A data-driven approach to vertical farming

15 January 2024 Written by 
Published in Project Room4All NUOC

A Data-Driven Approach to Vertical Farming
In the world of farming, new methods are constantly being explored to meet the increasing demand for food. One promising approach is the use of data-driven techniques in vertical farming, where crops are grown in controlled indoor environments.
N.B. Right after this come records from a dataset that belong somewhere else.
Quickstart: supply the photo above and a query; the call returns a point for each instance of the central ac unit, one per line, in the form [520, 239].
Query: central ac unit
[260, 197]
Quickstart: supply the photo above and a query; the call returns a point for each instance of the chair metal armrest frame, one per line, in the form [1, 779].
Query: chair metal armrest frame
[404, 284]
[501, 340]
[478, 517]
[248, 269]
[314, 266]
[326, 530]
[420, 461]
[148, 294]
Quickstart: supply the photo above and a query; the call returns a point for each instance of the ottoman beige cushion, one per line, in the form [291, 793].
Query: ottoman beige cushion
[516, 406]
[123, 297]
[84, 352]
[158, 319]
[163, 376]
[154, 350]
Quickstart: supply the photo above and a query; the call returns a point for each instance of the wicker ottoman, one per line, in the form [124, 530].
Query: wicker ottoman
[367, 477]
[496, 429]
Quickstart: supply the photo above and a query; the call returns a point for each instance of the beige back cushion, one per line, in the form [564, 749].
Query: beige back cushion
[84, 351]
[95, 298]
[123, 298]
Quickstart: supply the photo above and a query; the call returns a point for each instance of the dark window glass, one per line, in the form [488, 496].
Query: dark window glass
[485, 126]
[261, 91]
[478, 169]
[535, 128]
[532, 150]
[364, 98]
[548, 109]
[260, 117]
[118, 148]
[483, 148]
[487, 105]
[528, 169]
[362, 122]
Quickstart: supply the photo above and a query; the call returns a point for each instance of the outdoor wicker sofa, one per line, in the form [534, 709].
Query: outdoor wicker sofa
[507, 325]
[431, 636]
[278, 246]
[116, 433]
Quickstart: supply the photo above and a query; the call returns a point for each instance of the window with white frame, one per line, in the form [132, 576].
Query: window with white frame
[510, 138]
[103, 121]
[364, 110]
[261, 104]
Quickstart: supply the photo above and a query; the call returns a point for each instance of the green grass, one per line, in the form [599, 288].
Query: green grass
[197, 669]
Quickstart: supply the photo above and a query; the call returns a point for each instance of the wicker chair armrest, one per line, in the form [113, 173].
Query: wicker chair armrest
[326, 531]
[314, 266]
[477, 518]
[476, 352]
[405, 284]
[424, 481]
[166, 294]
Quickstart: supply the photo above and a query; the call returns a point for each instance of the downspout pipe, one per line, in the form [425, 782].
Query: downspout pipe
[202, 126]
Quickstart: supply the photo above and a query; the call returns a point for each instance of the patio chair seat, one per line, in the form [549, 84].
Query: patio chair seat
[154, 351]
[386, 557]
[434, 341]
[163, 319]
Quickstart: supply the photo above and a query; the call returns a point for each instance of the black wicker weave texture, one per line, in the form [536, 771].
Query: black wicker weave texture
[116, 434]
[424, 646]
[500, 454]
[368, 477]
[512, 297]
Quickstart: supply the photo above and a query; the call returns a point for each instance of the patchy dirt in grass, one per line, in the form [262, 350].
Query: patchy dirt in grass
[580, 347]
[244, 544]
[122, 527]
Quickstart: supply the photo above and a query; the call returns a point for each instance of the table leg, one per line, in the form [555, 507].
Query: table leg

We believe that the success of this project hinges on a multidisciplinary approach and welcome collaboration with domain experts and we welcome all to join us playing a vital role in bringing our innovative ideas to life and contributing to the growth of the start-up community in the region.

Stage 1: Automating farming with IoT
Our journey begins with a focus on automation through the Internet of Things (IoT). We use small computers called microcontrollers, along with sensors and actuators. These devices help us automate tasks like watering and controlling the farm's environment.

By connecting sensors that measure things like temperature, humidity, and light to microcontrollers, we can monitor and adjust conditions for the plants. Computer code makes this possible, and rigorous testing ensures that the automation works correctly.

Stage 2: Gathering and logging data
In the second stage, we concentrate on collecting and storing data from the farm's environment. The same sensors from Stage 1 play a critical role in this phase. They continuously collect data on temperature, humidity, and light levels, which we carefully record.

Data logging is essential because it helps us track changes and conditions over time. The logged data is formatted and organized for easy analysis. We store it in databases or files, ready to be used for decision-making.

Stage 3: Creating a data-driven model
Now we move to the final stage, Stage 3. Here, we employ computer programming and machine learning to make sense of the data we've collected. We use a programming language called Python and machine learning techniques to create a model.

This model learns from the data we've collected and can predict outcomes, helping us understand our farming processes better. We train, evaluate, and refine the model to improve its accuracy and usefulness over time.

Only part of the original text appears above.